In 1967, the Cincinnati Reds sent their young catcher Johnny Bench to the Winter League in San Juan, Puerto Rico, to fine tune his skills. It was there, at a show featuring a hypnotist, that Alan Horwitz, a 23-year-old kid just making his name in Philadelphia real estate, met Bench. The two chatted and Bench gave him tickets to the upcoming San Juan Senators game.
What followed was a lifelong friendship.
Horwitz closely followed the catcher's rise from Rookie of the Year to two-time MVP to two-time World Champion, attending spring training for 16 straight seasons to visit with the now Hall of Famer.
When the Reds came to Philadelphia, Horwitz had lunch or dinner set up at Bookbinder's, the famous seafood and steak establishment and Bench had tickets to the game. Horwitz always livening up the party, whether it was singing the "Bristol Stomp" with the Dovells or making sure that he had his Rolls Royce ready for Bench when he wanted to impress the ladies.
Horwitz is first a basketball fan. He's had tickets to the 76ers for decades and he's the "sixth fan," the team's most famous supporter, who is visible in his courtside seats for every contest and was famously kicked out of a playoff game for coming into contact with Rajon Rondo.

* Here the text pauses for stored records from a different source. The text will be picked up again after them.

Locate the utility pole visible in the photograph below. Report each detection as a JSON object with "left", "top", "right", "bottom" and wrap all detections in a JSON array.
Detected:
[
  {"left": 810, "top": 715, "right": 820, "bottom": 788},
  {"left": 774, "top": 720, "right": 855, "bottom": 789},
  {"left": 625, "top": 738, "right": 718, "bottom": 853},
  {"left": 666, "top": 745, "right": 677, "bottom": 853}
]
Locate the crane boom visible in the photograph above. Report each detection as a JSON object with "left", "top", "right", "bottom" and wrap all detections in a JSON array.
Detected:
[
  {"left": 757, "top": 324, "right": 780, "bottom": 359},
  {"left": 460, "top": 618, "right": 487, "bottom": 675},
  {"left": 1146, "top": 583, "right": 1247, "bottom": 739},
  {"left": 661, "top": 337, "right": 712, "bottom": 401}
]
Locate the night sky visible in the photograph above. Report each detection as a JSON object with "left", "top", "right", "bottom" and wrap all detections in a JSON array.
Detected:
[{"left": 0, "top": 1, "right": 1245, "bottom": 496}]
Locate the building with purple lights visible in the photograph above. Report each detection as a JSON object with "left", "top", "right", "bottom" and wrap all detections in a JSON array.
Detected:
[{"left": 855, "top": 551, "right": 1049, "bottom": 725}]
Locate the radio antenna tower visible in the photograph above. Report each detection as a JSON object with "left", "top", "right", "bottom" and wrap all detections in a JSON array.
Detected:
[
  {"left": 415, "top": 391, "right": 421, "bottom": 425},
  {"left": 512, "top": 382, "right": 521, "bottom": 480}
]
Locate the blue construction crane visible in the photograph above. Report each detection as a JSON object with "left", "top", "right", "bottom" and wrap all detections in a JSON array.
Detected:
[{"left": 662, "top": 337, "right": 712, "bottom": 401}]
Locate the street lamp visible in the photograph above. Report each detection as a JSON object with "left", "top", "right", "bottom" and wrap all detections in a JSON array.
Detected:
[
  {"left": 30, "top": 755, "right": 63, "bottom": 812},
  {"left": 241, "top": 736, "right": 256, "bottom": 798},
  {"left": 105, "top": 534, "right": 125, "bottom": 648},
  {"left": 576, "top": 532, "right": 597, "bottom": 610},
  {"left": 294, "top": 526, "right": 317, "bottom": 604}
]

But his relationship with Bench was special and, having turned his on-and-off college campus real estate business into an empire, he paid Bench back last month with a tremendous tribute: Buying Bench's precious baseball awards in an auction expressly for the purpose of returning it to him. The auction raised $2 million in total.
Bench said in his entire career he earned $2.2 million, including $11,000 for his rookie year in 1968.
Bench, now 73, kept pretty much everything from his career, including his gold gloves and his World Series rings and trophies. Not wanting his family to squabble over the assets when he was gone, Bench decided to auction what he had collected at Hunt Auctions on Nov. 14 to help pay for college for the boys he has become father to, Justin, 14, and Josh, 11.
"These trophies don't own me," Bench reasoned.
When the auction began, some of the prices paid seemed a bit high. Someone paid $80,000 for Johnny Bench's last home run bat, more than double the estimate and $90,000 for his last Reds jersey, nearly five times what it figured to go for.
There was the $32,500 winning bid for his Rookie of the Year Gold Glove and a $55,000 winning bid for the same trophy he won in 1975, when the Reds won their first of two consecutive titles. His championship rings from the two titles went for $115,000 and $125,000, respectively.
Little did Bench know that the person bidding on these items was Alan Horwitz, who had set up with the auction house to do whatever it took to buy the items back so that Johnny could have them again.
"In my 30 years of being in this business, I've never seen something like this," said Hunt Auctions owner David Hunt.
Before the auction, Hunt went to dinner with Bench. He had him say which items he would love to keep forever, not hinting of the plan. Horwitz proceeded to buy every single one of them, totaling well over $1 million in items.
"There was no way I was going to let Johnny sell these to collectors," Horwitz said. "Seeing how hard he worked to be recognized the way he was after all these years. Only he deserves them."
When Bench found out, he cried.
"I'm proud of what I've done," Bench said. "When I was 18 years old, in the Canadian League, I had a fear of failure that fueled me. I wanted the people back home, who counted on me, to be proud when they would read the newspaper and find out what Johnny Bench did."
Bench knows what he's going to do with what Horwitz gave back to him. He's going to donate it to the Baseball Hall of Fame and the Reds Hall of Fame and lastly, the Hall of Fame in Oklahoma, where as a second grader he told his teacher he was going to be a Major Leaguer.
"When I called up the guys in Oklahoma, they told me that the first thing people ask for is the Johnny Bench exhibit. This adds to all of that."
The bat and the jersey from his last game that went for so much money?
It was Johnny Bench Night on Sept. 17, 1983, as Bench, saying he was not "Johnny Bench" anymore, was ready to play for the final time with two years still left on his contract. But the man who hit more home runs than any catcher in the game at that point, managed to hit one more home run.
Said Horwitz: "When you have friends like Johnny, this is just what you do."